The actual problem is with the Congress. The Congress now embodies all the worst fears of the Founders, clearly outlined in Federalist.
Additionally, there is a real, vital difference of opinion on something that is crucial to the operation of a republic of the sort that was established in ours. A substantial proportion of the population today does not believe that there is such a thing as human nature or, at least, that human nature is infinitely malleable. The Founders believed it was more or less constant.

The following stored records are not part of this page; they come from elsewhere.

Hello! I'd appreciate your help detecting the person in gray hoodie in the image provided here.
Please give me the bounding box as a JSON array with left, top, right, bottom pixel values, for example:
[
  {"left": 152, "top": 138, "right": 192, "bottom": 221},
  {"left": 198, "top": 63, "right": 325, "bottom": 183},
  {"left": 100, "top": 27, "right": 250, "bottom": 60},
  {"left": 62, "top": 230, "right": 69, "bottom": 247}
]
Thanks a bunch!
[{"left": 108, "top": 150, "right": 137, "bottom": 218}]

I’ve always believed the true genius of the Founders was their. . . well, cynicism isn’t the right word, how about their accurate appraisal and acceptance of man as he is. Any system that starts with, “first, we change human nature,” is doomed. The Founders – lawyers yes, but with a healthy mix of merchants and farmers (and inventors!) – were not college professors. They had dealt with actual humans. The Constitution is a document largely devoted to restricting the ability of humans to behave like the greedy, shortsighted, easily-manipulated swine we are.
In the modern era I wonder if our Congress would be improved by the addition of 100 or so pawnbrokers, taxi drivers, psychologists, bartenders, beat cops, sex workers and parish priests – people who’d had actual dealings with homo sapiens in all his glory. Actually, I don’t wonder. Congress’s approval rating barely edges out ISIS, so pretty much anything would be better.
I think this article from 2004 explains one big reason for why we can’t do better. And I admit I am as guilty as anyone. It’s much more easy to send a check or a tweet than to get one’s hands dirty.